Com quatro letras apenas se escreve o alfabeto da vida: A, T, G e C são as bases azotadas ou nitrogenadas que compõem a molécula de ADN. Foi assim ao longo de milhões de anos até que, em 2012, e depois de 15 anos de trabalho, com muitas tentativas e quase outros tantos erros, o cientista do Instituto Scripps, na Califórnia, Floyd Romesberg, conseguiu criar duas novas bases totalmente sintéticas. Chamou-lhes X e Y e, em 2014, meteu-as na estrutura de ADN de uma bactéria, a E. coli. Surgiu, assim, o primeiro organismo vivo semissintético, “escrito” com seis letras, em vez das quatro presente em toda a vida.
Esta expansão do alfabeto do genoma abre um capítulo novo na Ciência, oferecendo inúmeras possibilidades na criação de proteínas. Com as quatro bases azotadas, os organismos vivos conseguiam produzir 20 aminoácidos diferentes. Por sua vez, estes aminoácidos são os blocos construtores das proteínas, as moléculas biológicas essenciais em todos os processos celulares. Estão envolvidas na saúde e, claro está, na doença também.
Portanto, a ideia de Floyd Romesberg – que, entretanto, fundou a empresa Synthorx – é usar esta capacidade de criar novas proteínas para corrigir alterações na maquinaria celular, as quais ocorrem em casos de cancro ou de patologias autoimunes. Os trabalhos pré-clínicos correram bem, e a empresa já fala em começar os primeiros testes em humanos. O principal candidato será uma molécula modificada de Interleucina 2, um importante mediador da imunidade do organismo. A nova molécula não natural, designada THOR-707 e produzida a partir dos seis aminoácidos, apresenta os mesmos benefícios ao nível da regulação do sistema imunitário, com efeitos secundários muito mais bem tolerados. Será testada em vários tipos de tumores, como terapia única e em combinação com outras imunoterapias.

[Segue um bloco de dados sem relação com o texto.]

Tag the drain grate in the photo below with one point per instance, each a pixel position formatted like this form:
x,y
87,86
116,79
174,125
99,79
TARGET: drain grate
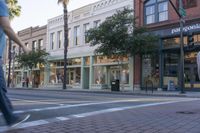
x,y
185,112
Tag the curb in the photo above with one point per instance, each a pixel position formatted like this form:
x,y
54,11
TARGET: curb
x,y
111,92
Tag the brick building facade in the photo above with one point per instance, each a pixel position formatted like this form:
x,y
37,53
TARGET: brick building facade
x,y
160,18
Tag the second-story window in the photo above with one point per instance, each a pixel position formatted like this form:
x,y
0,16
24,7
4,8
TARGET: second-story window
x,y
34,46
52,40
156,11
59,39
86,28
41,43
77,35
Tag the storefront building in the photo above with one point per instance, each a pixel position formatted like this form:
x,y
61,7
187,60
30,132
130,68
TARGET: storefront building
x,y
34,38
161,19
84,69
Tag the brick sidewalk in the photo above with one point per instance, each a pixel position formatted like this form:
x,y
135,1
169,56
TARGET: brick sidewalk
x,y
155,119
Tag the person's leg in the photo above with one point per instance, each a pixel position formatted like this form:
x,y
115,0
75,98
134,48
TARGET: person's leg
x,y
5,104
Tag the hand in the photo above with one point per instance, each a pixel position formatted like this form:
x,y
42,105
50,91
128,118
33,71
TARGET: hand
x,y
26,50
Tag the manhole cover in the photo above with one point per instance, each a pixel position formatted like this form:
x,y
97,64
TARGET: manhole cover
x,y
185,112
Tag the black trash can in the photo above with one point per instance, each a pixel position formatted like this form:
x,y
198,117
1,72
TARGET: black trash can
x,y
115,85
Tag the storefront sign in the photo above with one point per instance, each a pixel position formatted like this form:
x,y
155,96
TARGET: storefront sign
x,y
186,28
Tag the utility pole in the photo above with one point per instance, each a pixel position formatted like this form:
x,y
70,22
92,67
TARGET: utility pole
x,y
182,81
181,13
10,59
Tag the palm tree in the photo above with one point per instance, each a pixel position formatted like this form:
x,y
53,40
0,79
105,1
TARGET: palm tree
x,y
14,11
65,3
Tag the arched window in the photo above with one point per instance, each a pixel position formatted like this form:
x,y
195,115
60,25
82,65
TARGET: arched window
x,y
155,11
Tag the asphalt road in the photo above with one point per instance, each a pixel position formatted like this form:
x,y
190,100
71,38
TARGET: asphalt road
x,y
53,106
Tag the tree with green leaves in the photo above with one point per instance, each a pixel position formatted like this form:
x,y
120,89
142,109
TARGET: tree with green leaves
x,y
65,11
32,59
119,35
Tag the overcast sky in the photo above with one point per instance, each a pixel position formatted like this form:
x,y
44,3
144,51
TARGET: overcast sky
x,y
37,12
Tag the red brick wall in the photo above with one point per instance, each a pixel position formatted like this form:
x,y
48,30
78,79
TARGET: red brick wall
x,y
192,14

“Conseguimos demonstrar que o nosso par de bases não só pode ser replicado, e mantido no genoma das bactérias, mas também que as bactérias podem ser usadas para produzir proteínas com mais de 20 aminoácidos”, explicou o cientista, ao receber o prémio da Royal Society de Química, no ano passado.
Brincar aos deuses
Apesar de ser um químico respeitado pelos pares, Romesberg tem enfrentado alguma crítica da sociedade civil e também da comunidade científica. Acusam-no de brincar aos deuses, de estar a criar seres do outro mundo. “A bactéria [semissintética] alimenta-se da sequência X, Y, o par de bases artificiais que não existe na Natureza. Por isso, fora do ambiente de laboratório que criámos, não sobreviveria”, explicou ao diário digital chileno El Mostrador, durante uma conferência na semana passada.

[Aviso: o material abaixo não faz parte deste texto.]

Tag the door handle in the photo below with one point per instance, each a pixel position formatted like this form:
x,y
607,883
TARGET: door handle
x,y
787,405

Mesmo que consiga incluir as novas bases num ser mais complexo, como é o caso do verme C. elegans, o risco é nulo, assegura o cientista, porque, tal como as bactérias, assim que deixasse de ser “alimentado” com X, Y, o verme morreria. Neste caso, o objetivo da experiência é verificar qual o efeito da introdução das bases sintéticas no comportamento do nemátodo transparente – por exemplo: se sofre alteração nas suas propriedades, como a resistência à luz, velocidade ou forma de reprodução.
O trabalho de Romesberg é o expoente máximo da chamada Biologia Sintética. Craig Venter, famoso pelo seu envolvimento no projeto de descodificação do genoma humano, também está na frente, com a construção em laboratório de uma bactéria. Neste caso, Venter e a sua equipa usaram as bases já conhecidas para montar todo o genoma da Mycoplasma mycoides. Criaram de raiz os 100 milhões de pares de bases, montando peça a peça, como uma construção de legos.

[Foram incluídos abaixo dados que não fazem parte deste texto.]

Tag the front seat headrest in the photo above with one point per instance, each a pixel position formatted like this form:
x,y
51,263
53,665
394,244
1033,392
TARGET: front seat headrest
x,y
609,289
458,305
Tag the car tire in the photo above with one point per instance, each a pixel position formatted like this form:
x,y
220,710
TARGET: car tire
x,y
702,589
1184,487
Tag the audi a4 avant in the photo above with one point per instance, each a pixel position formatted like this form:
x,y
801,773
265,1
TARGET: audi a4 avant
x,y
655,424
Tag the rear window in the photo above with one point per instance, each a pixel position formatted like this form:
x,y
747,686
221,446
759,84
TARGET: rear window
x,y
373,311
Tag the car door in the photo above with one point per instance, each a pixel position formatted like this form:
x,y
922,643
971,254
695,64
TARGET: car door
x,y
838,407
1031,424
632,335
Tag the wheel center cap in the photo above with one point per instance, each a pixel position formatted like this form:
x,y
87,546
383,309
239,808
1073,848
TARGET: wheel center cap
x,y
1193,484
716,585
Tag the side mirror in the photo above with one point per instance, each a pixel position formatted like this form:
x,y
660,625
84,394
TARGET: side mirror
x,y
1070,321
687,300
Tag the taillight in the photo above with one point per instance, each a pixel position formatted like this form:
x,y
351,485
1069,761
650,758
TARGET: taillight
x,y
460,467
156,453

“A capacidade de escrever o software da vida vai dar origem a uma nova era na Ciência. Com isto, surgirão novos produtos e aplicações, tais como biocombustíveis, vacinas e medicamentos”, explica-se no site do Instituto Craig Venter. No fundo, o objetivo é utilizar bactérias, ou outros organismos nomeadamente o C. elegans, como fábrica para a produção de moléculas que nos interessem. Um processo que é usado, por exemplo, para a síntese de insulina, mas que, com esta capacidade de manipulação, pode chegar muito mais longe.
Em Portugal, a empresa SilicoLife, com sede em Braga, combina métodos de Inteligência Artificial para desenhar bactérias e leveduras, de forma a produzir compostos de interesse industrial. Graças a esta solução é possível substituir processos que tradicionalmente usam petróleo, o que se traduz “num menor custo ambiental”, como explica o CEO da biotecnológica, Simão Soares. Plásticos para a indústria automóvel, feitos a partir de resíduos da pasta de papel, é um dos exemplos de aplicação made in Minho. O futuro pode ser um lugar melhor.